Mais, ce qui est évident, pas tous les “mauvais” joueurs. Les clubs sont également victimes de la libéralisation du marché qu’ils ont progressivement créé. Douze joueurs ont coûté plus de 100 M€ dans l’histoire du football, dont dix depuis 2017. Cet été encore, Aurélien Tchouaméni a coûté 80 M€ au Real Madrid, hors bonus, Darwin Nunez 75 M€ à Liverpool et Richarlison 58 M€. Tottenham.
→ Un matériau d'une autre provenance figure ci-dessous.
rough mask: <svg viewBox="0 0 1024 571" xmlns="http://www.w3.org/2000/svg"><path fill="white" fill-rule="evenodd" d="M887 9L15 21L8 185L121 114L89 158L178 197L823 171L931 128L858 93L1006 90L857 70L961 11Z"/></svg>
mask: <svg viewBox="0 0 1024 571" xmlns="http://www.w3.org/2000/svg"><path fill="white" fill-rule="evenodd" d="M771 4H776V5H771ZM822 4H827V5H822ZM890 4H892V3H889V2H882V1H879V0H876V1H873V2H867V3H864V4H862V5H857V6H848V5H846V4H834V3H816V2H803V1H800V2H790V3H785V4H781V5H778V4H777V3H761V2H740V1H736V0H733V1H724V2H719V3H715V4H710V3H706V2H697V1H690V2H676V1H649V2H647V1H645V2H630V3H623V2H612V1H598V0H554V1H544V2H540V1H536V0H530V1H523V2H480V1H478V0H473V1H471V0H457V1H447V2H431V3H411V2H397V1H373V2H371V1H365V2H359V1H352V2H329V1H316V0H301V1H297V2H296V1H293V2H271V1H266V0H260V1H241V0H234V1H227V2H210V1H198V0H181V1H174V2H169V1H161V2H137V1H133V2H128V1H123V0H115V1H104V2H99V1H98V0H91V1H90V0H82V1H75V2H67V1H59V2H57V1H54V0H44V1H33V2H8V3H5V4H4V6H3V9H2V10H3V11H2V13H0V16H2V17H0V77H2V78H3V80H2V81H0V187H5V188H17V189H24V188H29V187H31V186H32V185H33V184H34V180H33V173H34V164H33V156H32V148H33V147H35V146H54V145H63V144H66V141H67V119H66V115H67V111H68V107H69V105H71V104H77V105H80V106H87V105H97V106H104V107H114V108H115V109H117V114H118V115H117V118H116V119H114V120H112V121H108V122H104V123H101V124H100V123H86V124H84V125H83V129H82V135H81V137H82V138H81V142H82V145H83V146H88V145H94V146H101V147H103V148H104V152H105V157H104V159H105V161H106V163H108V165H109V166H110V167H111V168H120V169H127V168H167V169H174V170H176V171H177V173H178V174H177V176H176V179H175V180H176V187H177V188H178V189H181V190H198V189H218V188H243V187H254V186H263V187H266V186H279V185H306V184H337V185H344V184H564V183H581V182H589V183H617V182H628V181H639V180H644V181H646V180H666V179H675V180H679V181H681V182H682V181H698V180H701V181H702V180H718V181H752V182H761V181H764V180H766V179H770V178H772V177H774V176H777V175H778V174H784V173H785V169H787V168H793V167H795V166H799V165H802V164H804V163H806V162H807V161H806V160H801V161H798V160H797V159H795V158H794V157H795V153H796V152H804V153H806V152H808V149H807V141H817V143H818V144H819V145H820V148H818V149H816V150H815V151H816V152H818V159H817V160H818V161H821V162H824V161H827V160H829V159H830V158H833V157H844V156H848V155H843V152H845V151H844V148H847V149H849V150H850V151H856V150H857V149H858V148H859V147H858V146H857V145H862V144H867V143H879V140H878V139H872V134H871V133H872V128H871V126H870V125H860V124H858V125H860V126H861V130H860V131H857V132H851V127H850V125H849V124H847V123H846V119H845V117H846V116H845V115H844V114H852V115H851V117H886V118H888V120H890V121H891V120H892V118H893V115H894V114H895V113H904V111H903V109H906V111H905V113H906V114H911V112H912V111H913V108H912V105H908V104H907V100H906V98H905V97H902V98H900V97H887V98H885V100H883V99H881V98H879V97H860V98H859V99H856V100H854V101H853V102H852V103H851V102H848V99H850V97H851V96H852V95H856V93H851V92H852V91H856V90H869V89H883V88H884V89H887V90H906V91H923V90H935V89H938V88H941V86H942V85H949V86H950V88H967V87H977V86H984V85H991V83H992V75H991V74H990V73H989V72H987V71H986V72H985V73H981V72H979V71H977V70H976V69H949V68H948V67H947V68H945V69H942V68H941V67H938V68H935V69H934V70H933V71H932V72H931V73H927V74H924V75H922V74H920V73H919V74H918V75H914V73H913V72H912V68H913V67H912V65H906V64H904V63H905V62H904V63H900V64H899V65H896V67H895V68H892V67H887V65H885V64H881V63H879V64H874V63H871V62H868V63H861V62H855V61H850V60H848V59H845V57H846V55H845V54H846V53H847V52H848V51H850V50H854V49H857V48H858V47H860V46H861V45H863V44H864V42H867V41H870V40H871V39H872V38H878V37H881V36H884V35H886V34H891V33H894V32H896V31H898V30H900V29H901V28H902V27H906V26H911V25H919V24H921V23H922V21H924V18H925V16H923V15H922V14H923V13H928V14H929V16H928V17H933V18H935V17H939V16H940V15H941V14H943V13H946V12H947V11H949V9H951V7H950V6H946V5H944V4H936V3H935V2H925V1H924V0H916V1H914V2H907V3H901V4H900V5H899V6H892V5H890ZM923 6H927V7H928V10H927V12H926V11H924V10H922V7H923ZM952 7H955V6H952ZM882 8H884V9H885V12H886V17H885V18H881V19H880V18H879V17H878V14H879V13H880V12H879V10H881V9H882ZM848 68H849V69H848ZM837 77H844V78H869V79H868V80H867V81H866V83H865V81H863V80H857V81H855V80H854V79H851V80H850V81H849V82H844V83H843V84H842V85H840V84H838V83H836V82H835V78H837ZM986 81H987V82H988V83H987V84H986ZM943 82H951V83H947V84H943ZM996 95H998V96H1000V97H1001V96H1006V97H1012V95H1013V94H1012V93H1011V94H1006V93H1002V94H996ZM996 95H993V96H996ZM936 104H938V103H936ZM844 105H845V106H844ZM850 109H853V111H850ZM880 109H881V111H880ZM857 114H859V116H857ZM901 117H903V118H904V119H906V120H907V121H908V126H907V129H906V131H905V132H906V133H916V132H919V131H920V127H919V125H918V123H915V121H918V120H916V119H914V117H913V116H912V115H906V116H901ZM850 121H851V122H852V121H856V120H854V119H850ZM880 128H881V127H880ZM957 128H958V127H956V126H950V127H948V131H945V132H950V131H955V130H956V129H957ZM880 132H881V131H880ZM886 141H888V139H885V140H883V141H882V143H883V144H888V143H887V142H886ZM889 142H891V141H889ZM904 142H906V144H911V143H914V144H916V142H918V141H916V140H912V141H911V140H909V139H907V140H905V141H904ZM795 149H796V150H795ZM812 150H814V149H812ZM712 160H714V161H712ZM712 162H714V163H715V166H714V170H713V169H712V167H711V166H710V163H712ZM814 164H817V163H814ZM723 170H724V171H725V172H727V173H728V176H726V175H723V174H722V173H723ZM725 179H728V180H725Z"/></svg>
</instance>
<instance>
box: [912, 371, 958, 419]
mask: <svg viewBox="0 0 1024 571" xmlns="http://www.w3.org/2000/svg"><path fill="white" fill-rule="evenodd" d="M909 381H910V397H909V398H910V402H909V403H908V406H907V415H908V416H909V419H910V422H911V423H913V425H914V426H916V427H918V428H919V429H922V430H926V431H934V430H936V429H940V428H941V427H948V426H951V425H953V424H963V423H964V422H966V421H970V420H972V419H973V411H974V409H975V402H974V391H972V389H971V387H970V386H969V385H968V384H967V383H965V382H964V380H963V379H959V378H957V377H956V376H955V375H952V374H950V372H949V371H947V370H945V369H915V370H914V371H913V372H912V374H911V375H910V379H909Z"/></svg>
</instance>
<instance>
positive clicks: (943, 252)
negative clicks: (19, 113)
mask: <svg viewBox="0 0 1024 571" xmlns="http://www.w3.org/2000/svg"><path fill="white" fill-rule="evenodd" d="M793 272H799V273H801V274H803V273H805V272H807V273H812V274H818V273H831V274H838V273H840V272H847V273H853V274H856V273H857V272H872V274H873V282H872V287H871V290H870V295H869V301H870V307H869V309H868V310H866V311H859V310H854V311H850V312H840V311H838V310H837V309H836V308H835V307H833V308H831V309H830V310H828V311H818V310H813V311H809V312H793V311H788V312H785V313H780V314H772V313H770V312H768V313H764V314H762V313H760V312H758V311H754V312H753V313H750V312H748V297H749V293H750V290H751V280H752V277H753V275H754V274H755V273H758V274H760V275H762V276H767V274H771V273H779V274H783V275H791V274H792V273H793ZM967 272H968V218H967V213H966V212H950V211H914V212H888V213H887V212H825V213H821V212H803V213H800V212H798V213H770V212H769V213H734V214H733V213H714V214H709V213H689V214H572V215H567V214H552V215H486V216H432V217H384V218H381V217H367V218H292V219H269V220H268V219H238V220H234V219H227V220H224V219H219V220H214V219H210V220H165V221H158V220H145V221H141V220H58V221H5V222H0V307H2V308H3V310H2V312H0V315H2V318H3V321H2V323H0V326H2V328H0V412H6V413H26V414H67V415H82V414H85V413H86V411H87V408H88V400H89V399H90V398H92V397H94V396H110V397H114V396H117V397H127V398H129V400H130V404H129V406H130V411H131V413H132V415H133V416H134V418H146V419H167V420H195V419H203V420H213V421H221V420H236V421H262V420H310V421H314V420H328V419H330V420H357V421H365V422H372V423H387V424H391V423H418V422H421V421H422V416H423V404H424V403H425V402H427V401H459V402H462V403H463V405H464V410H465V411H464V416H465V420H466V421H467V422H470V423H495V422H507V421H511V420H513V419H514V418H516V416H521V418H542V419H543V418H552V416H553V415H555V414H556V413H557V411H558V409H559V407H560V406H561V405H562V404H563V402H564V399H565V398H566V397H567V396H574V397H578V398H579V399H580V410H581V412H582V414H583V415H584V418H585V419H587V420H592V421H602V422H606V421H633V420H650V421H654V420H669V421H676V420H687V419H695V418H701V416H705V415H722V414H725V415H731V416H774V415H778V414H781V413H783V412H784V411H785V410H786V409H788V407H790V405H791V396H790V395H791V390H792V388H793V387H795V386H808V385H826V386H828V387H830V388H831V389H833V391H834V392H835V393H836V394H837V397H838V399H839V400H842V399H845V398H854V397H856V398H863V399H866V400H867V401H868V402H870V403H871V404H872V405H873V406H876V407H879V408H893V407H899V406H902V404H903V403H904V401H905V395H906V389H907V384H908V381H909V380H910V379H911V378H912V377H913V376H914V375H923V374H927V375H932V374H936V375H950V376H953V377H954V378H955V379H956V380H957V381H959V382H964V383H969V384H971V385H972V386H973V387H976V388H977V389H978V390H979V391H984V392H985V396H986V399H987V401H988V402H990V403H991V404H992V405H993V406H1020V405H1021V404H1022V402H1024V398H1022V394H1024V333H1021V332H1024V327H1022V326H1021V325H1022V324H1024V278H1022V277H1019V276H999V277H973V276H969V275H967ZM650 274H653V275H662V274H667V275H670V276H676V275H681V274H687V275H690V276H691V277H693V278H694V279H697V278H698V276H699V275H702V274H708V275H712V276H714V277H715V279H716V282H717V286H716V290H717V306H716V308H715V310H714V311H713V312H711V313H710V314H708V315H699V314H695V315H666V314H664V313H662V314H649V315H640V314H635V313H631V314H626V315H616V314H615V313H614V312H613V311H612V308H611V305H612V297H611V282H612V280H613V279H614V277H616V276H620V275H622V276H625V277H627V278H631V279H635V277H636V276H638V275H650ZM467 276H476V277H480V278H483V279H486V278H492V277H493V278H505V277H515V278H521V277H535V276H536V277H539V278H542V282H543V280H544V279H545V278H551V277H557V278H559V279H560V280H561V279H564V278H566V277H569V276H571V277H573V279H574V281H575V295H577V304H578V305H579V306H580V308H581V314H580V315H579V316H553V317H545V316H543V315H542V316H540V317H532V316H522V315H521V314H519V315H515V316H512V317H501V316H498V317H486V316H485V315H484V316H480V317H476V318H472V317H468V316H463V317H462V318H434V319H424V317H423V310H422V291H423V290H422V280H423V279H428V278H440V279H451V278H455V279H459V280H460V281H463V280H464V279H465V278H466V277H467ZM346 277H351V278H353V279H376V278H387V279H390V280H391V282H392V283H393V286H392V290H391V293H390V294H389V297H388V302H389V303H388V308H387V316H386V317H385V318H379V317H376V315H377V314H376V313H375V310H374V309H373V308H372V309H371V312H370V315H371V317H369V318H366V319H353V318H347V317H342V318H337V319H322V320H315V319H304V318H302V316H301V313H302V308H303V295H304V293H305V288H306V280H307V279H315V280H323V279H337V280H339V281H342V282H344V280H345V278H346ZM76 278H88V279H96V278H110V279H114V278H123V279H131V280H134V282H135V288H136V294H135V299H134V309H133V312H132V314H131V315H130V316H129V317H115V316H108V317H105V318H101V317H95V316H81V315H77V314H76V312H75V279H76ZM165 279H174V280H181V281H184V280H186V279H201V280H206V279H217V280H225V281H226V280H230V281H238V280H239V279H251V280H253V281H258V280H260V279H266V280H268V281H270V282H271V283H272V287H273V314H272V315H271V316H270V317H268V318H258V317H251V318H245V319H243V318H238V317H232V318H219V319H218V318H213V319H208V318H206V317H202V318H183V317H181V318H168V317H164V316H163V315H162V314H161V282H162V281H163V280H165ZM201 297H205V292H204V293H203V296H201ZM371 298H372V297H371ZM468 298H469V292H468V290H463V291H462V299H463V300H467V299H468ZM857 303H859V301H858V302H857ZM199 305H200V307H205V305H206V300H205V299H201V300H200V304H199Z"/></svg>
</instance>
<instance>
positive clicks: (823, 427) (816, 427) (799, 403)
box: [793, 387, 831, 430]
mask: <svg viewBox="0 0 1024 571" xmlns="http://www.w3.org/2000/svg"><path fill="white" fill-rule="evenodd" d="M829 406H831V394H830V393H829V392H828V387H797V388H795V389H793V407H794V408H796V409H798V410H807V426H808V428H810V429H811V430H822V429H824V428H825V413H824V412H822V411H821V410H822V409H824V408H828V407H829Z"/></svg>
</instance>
Mais d’autres mouvements attendus sont retardés justement à cause de ces prix exorbitants. Là encore, l’exemple du Paris Saint-Germain est étonnant, mais cette fois dans l’autre sens. Sassuolo attend 45 M€ hors bonus de Gianluca Scamacca, quand l’Inter Milan exigera plus de 60 M€ pour Milan Skriniar. Et que dire de la Juventus, désireuse de récupérer 90 millions d’euros pour Matisse de Ligt quand le Bayern n’offrait “que” 70 millions hors bonus.

Mais le club bavarois ne pourrait pas reprocher à son homologue italien d’être cupide, puisqu’il aurait rejeté une offre de 40 millions d’euros de Barcelone pour Robert Lewandowski, 33 ans, en rupture de contrat d’ici un an. À ce rythme, il est peu probable que le marché s’ouvre. Mis à part du côté de la Premier League, le plus souvent.